L’emblème de Bernardo Bembo

Si un plus un font deux, alors nous comptons un numismate, puis quelqu'un avec une prédilection pour des palmiers et des lauriers. Cela nous ramène vers Bernardo Bembo (1433-1519), humaniste, collectionneur d'art, de livres et de pièces de monnaie anciennes. Parmi ses contemporains, cette pièce représentant Néro, un sesterce était un must have absolu. Il s’agît probablement de la pièce maîtresse de sa collection, raison pour laquelle, il l'expose de manière si ostentatoire. Il dit par là même : « Je connais mes classiques, je suis un homme du monde ».

Puis, le palmier et la branche de laurier se trouvent être l'emblème de Bembo. Le palmier se situe isolé au milieu d’une végétation d’inspiration nordique. Il s'agit donc probablement avant tout d'une référence à Bembo. Que nous voyions partiellement deux feuilles de laurier ne veut pas dire que Memling avait une curieuse préférence pour couper ses compositions. Tout comme Van Eyck, Memling crée souvent un tableau où le cadre et le panneau forment un seul ensemble. Memling a donc probablement peint les feuilles de laurier par-dessus le cadre, mais le cadre d’origine ayant disparu, il nous reste seulement la moitié des feuilles.

De 1471 à 1474, sous le duc Charles le Téméraire, Bernardo Bembo fut ambassadeur de Venise à la cour bourguignonne de Bruges. En 1472, il signe le traité de Péronne, créant une alliance de cinq ans entre Venise et la Bourgogne. Il n'est pas inconcevable que le cultivé Bembo soit informé de la renommée du peintre. Il commande auprès de Memling non seulement un portrait très en vogue, mais également un diptyque représentant Jean-Baptiste et Sainte Véronique. Car Memling ne crée non seulement des portraits surprenants de réalisme photographique, il peut également s'appuyer sur sa réputation de peintre de scènes religieuses. 

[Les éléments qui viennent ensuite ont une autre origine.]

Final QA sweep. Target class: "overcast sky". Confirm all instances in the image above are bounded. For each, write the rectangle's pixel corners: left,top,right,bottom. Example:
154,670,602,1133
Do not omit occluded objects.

Le club d’hommes aux bareta et toga de Memling.

Si nous examinons le portrait de plus près, nous observons quelques similitudes avec d'autres portraits de sa main. Chez Memling, les commanditaires de la gent masculine sont assurés d’une coupe de cheveux digne d'une publicité pour shampooing. On voit fréquemment la bareta et la toga noire. Cependant, c'est Bernardo Bembo qui dénote. Il nous regarde droit dans les yeux, toujours aussi rêveur que les autres, mais il crée une véritable relation avec le spectateur. Cette exceptionnelle astuce, Memling ne la répète que dans un seul autre portrait.

Bernardo, en quelques mots

Pour finir, Bernardo Bembo rentre en Italie avec son portrait. Son séjour à Bruges n’est qu’une excursion dans une carrière effrénée empreinte de Wanderlust politique. Il est successivement ambassadeur à Venise, à Florence, en Angleterre, en France. Lorsqu’il n'est pas ambassadeur, il est podestà de Ravenne, visdomino de Ferrare ou simplement governantore delle entrate. Puis, lorsqu’il ne remplit aucune de ces fonctions, il est délégué auprès des papes successifs, ou bien procureur général. Ou bien encore, comme promis à Lorenzo de' Medici, il tente de ramener à Florence la dépouille mortelle du célèbre poète Dante Alighieri. Car oui, toutes ces fonctions lui permettent d'avoir des amis célèbres. Il fréquente Léonard de Vinci, fait copain-copain avec Alde Manuce, le Michel-Ange du livre. Un poste à pourvoir à Rome ? Pas de problème, Bernardo’s the man. S'il vivait en Belgique de nos jours, il siégerait probablement dans 30 conseils d'administration en même temps.

Gloire itinérante

Les Italiens portraiturés par Memling confèrent au peintre une grande notoriété en Italie. Aucun autre primitif flamand n'a eu une telle influence sur l'art italien. Ainsi, la ressemblance avec le portrait d’Homme avec médaille de Sandro Botticelli est évidente. Les peintres italiens copient également des paysages qu’ils disposent derrière leurs madones.

Deux portraits de Sandro Botticelli d'après le portrait de Bernardo Bembo de Memling. En janvier 2021, Sotheby's a vendu aux enchères le portrait du jeune homme tenant l'icône.

Bernardo Bembo est toujours ambassadeur, celui de Hans Memling, peintre aux traits de pinceau raffinés. Puis, de la collection du KMSKA, car à ce titre, le tableau a entrepris le voyage au Rijksmuseum à Amsterdam. Bembo, à la chevelure très fournie, avec sa pièce de monnaie et son palmier, figure jusqu'au 16 janvier 2022 parmi d'autres portraits de la Renaissance dans l'exposition Remember me. Loin d’être oublié.